Notes on New England Birds

By Henry D. Thoreau

Arranged and edited by Francis H. Allen, with eleven illustrations from photographs of birds in nature and a map of Concord, Mass., showing localities mentioned by Thoreau in his JOURNAL. Houghton Mifflin Company, Boston, 1910, pp. ix + 452; price $1.75 net.

"Scattered through the fourteen volumes of Thoreau's published JOURNAL are many interesting notes on the natural history of New England and a large proportion of these relate to birds. In the belief that readers and students would be glad to have these bird notes arranged systematically in a single volume, this book has been prepared.

It was, indeed, as a describer rather than as an observer that Thoreau excelled. He never acquired much skill in the diagnosis of birds seen in the field.

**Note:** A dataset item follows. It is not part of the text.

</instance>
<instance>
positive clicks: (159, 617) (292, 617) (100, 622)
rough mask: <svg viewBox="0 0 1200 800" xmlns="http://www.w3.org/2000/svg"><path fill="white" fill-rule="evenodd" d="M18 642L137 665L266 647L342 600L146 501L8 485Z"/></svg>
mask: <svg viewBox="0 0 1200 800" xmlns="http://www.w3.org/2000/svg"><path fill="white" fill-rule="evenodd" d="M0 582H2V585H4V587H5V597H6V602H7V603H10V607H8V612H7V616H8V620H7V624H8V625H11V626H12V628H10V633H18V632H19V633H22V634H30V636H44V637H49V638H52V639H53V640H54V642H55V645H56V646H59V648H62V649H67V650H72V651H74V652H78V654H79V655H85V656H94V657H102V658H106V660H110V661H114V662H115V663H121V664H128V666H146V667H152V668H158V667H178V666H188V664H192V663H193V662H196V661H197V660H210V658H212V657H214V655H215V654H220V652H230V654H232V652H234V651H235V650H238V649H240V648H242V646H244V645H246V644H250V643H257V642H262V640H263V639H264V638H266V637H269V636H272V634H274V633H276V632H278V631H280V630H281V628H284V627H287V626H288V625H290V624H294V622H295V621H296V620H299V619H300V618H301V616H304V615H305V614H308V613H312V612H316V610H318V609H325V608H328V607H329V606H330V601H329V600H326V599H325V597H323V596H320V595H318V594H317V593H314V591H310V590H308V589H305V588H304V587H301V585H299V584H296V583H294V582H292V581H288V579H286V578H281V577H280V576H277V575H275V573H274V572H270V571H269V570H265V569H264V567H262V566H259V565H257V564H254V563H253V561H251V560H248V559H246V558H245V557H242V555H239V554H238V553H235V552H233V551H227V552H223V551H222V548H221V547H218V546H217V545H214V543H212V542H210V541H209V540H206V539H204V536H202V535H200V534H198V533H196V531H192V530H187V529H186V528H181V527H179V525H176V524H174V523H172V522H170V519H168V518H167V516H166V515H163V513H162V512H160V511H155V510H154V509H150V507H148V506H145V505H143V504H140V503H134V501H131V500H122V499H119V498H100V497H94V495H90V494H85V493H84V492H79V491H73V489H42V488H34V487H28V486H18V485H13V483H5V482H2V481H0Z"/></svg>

He never became in any respect an expert ornithologist, and some of the reasons are not far to seek. He was too intent on becoming an expert analogist, for one thing. It better suited his genius to trace some analogy between the soaring hawk and his own thoughts than to make a scientific study of the bird. Moreover his field, including as it did all nature, was too wide to admit of specialization in a single branch."

These words from the editor's preface explain fully the nature and scope of this book.

These are not the complete records from the Journal, but only "those seeming to have some intrinsic value, whether literary or scientific--using both terms in a liberal sense."

The notes were made between the years 1845 and 1860, principally between 1853 and the latter date, and cover some 115 species, besides general and miscellaneous notes (species unidentified).

It is an interesting contribution to the literary side of ornithology and should have some value to the student also.